I have started to transition some of our reports to Power BI, although most have been unrelated to academics thus far.
If Canvas BI developers want to collaborate and / or share count me in though.
To expand on Daniel's response, we download daily from the Canvas Data Portal using the canvasDataCli tool. This is then uploaded into an Oracle database and presented as views in the data lake that Daniel refers to.
It seems like a lot of institutions are using the bulk downloads. We are querying Redshift via ODBC into excel files and putting them in sharepoint. Our Power BI reports refresh from those sharepoint files. The sharepoint files have auto refresh through a program called Power Update or a PowerShell script. Reworking this via SQL Server is on the agenda but not crucial as we are not dealing with huge amounts of data.
In the future I would like to develop an application which connects Power BI to redshift via the API interface. All the data analysis / visuals would be created through Python scripts and the managing program would be in C++. This is still VERY far away though.
Our requests data is currently about 200 GB and growing at about 3 GB per day during the semester. What is your experience of performance when querying requests data via Redshift?
When downloading using the canvasDataCli sync process, only files which don't already exist in the local data store are downloaded, so it's not really a bulk download.

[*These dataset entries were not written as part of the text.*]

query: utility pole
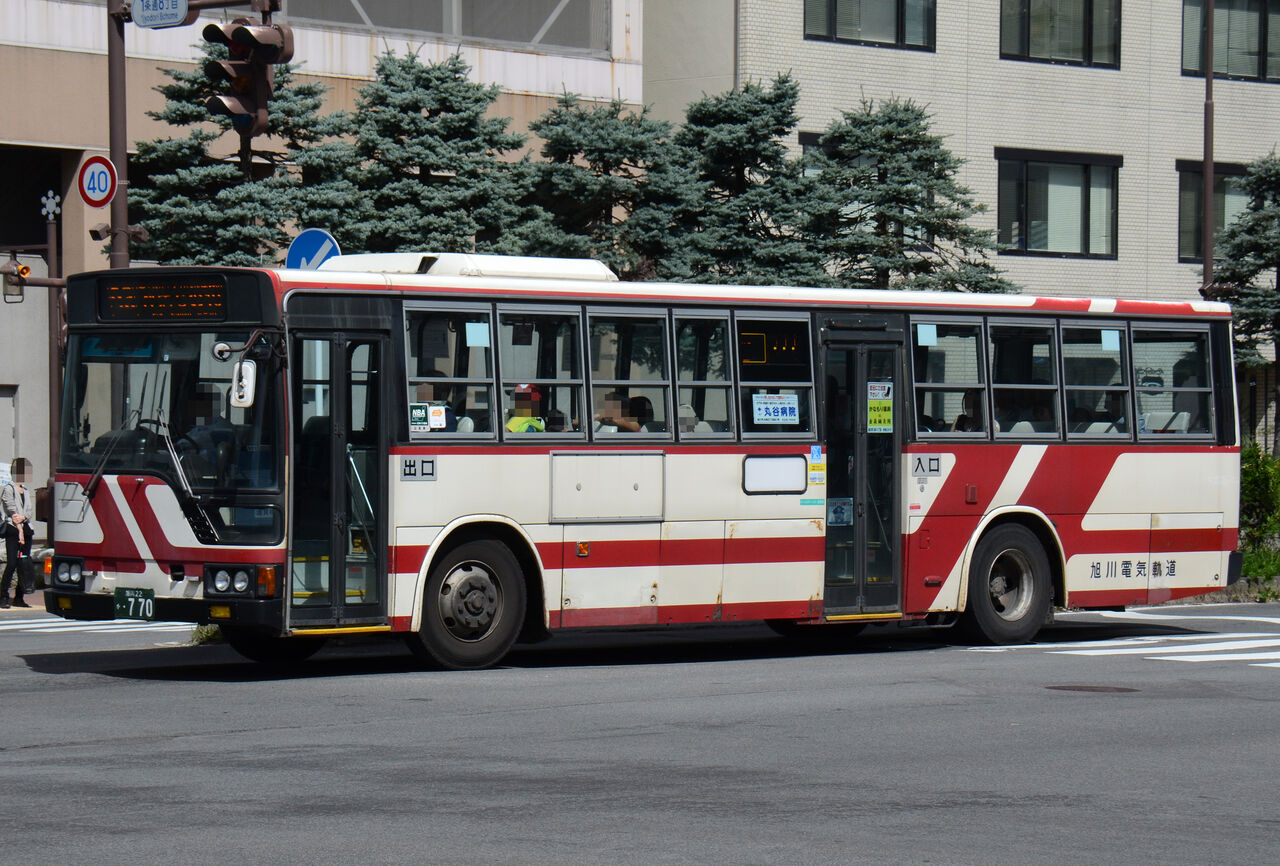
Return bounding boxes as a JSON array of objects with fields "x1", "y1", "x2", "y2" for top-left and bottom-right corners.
[
  {"x1": 107, "y1": 0, "x2": 130, "y2": 269},
  {"x1": 1202, "y1": 0, "x2": 1216, "y2": 292}
]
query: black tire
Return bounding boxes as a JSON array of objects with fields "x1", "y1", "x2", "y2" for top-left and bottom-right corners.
[
  {"x1": 765, "y1": 619, "x2": 866, "y2": 640},
  {"x1": 407, "y1": 540, "x2": 527, "y2": 671},
  {"x1": 962, "y1": 524, "x2": 1051, "y2": 645},
  {"x1": 222, "y1": 626, "x2": 326, "y2": 665}
]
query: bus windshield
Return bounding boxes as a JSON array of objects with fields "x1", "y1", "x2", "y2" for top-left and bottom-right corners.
[{"x1": 60, "y1": 331, "x2": 281, "y2": 497}]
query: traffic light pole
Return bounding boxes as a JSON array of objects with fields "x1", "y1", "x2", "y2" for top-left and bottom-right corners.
[
  {"x1": 107, "y1": 0, "x2": 130, "y2": 269},
  {"x1": 105, "y1": 1, "x2": 281, "y2": 267}
]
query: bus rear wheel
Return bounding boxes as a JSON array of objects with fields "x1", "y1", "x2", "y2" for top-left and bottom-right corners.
[
  {"x1": 222, "y1": 626, "x2": 326, "y2": 665},
  {"x1": 962, "y1": 524, "x2": 1051, "y2": 645},
  {"x1": 408, "y1": 540, "x2": 527, "y2": 670}
]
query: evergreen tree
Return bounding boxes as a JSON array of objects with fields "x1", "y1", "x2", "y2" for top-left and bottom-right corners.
[
  {"x1": 345, "y1": 51, "x2": 528, "y2": 254},
  {"x1": 1207, "y1": 152, "x2": 1280, "y2": 447},
  {"x1": 130, "y1": 40, "x2": 328, "y2": 265},
  {"x1": 670, "y1": 74, "x2": 827, "y2": 286},
  {"x1": 808, "y1": 98, "x2": 1014, "y2": 293},
  {"x1": 526, "y1": 94, "x2": 680, "y2": 280}
]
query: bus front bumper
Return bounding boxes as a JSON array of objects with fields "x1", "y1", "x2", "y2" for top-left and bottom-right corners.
[{"x1": 44, "y1": 591, "x2": 283, "y2": 628}]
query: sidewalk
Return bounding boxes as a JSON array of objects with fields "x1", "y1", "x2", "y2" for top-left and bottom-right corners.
[{"x1": 0, "y1": 589, "x2": 46, "y2": 615}]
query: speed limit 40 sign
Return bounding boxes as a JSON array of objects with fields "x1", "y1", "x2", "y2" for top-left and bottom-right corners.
[{"x1": 78, "y1": 155, "x2": 118, "y2": 208}]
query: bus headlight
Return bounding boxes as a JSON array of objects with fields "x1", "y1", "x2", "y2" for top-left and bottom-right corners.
[
  {"x1": 232, "y1": 570, "x2": 251, "y2": 593},
  {"x1": 213, "y1": 569, "x2": 232, "y2": 593},
  {"x1": 52, "y1": 558, "x2": 85, "y2": 589}
]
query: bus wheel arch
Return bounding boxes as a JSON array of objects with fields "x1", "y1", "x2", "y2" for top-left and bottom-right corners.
[
  {"x1": 408, "y1": 518, "x2": 547, "y2": 668},
  {"x1": 959, "y1": 511, "x2": 1063, "y2": 644}
]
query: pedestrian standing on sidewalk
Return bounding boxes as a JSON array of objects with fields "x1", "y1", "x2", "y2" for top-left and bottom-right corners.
[{"x1": 1, "y1": 457, "x2": 35, "y2": 609}]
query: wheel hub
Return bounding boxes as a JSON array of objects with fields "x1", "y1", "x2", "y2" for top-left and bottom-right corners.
[{"x1": 438, "y1": 564, "x2": 501, "y2": 640}]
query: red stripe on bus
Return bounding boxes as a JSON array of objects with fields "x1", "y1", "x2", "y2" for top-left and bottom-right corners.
[
  {"x1": 556, "y1": 598, "x2": 820, "y2": 629},
  {"x1": 543, "y1": 536, "x2": 822, "y2": 569}
]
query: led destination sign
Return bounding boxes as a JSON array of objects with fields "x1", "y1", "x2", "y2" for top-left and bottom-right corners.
[{"x1": 99, "y1": 277, "x2": 227, "y2": 322}]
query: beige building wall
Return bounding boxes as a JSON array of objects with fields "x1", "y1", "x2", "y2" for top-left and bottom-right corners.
[
  {"x1": 646, "y1": 0, "x2": 1280, "y2": 305},
  {"x1": 643, "y1": 0, "x2": 736, "y2": 123}
]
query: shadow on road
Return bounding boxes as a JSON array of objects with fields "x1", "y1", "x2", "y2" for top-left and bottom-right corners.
[{"x1": 17, "y1": 617, "x2": 1206, "y2": 683}]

There are only two reports I have created which rely on the Request table. For both reports I am looking at / analyzing real specific things so the queries I am running are not pulling in more than 500k rows. I also do not bring the tables into excel, rather, I load them to the data model through PowerQuery. Usually, there is a good bit of filtering I can do within PowerQuery before that as well. For Power BI the data query process is very similar to PowerQuery. It does a good job of compressing the data so you can get a good amount in before it starts to lag.
The only other thing that helps is having a computer with an i7, SSD, graphics card and a good amount of ram helps. If I query just an open month's worth of data then it will take a ton of time to complete. However, if you know what you want from the table it is not too bad.